Domenic se leva et posa une main sur son épaule pour le rassurer pendant que le médecin pianotait sur sa tablette.
- Je suis navré, je ne peux rien vous dire sans l'aval de sa famille.
- Docteur, je... je voudrais juste savoir s'il est en vie, souffla Léo d'une voix faible et suppliante.
Il vit le docteur hésiter puis ce dernier lui offrit un sourire bien que teinté de tristesse.
- Oui.
Ce simple mot emplit de joie le cœur du capitaine. Il voulait juste savoir ça.
- Oui, capitaine, mais son pronostique vital est engagé.
Le capitaine blêmit et ferma les yeux. La main sur son épaule se resserra mais cela ne l'atteignit pas.
- Merci, docteur.
Il ne le vit pas hocher la tête.
- Léo ? appela doucement Domenic. Je peux te laisser? Je vais voir Call.
Le brun leva les yeux sur lui.
- A-avant la mission, on a contracté une union civile, avoua Domenic avec un léger sourire en se frottant la tête avec gêne. C'est débile, j'aurai préféré qu'on se fasse un vrai petit truc avec Benny et toi en témoin. On aurait bouffé au restau avant de finir dans un bar. T'aurais même organisé une soirée d'enterrement de vie de garçon rien que pour lui mais...
Le pilote poussa un lourd soupir.
- ... mais Call n'a pas voulu attendre. Tu sais comment il est quand il a une idée en tête... j'ai pas pu lui dire non.
- Je suis content pour vous, murmura le capitaine en serrant sa main sur celle sur son épaule.
Ils échangèrent un regard, le pilote lui promit de le tenir au courant avant de l'abandonner seul dans la salle. Léo regarda autour de lui et l'angoisse monta. Il se sentit alors seul au monde. Jamais il n'avait eu un tel sentiment d'abandon. Et il repensa à ce que venait de lui annoncer Domenic : ils s'étaient mariés. Call n'avait jamais abordé le sujet avec lui et pourtant, il venait de sauter le pas. Léo pensa alors à Benny : est-ce qu'il se voyait marié à lui ? L'idée lui tira un sourire et il secoua la tête, la réponse était simple : oui. Oui, il aimerait cela mais il regarda autour de lui et la réalité lui revint en pleine figure. Benny risquait de mourir...

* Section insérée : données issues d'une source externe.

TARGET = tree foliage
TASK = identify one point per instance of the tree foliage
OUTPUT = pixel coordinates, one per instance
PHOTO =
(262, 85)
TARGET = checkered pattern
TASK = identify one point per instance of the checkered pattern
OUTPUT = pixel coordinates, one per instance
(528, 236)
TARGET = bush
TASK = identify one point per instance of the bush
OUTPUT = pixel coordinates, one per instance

Il remonta son genou intact contre sa poitrine et croisa les bras dessus, enfouissant la tête entre. Les larmes coulèrent silencieusement tandis qu'il se maudissait de n'être que « le petit-ami » de Benedict. Parce qu'il n'était qu'une pièce rapportée, il n'aurait droit qu'aux miettes qu'on voudrait bien lui jeter. Et si Georges et Estelle Lanstrong lui refusaient le droit de voir Benny ? Cette pensée lui coupa le souffle et lui fit mal. Il ne pourrait pas le supporter. Jamais. Plutôt mourir.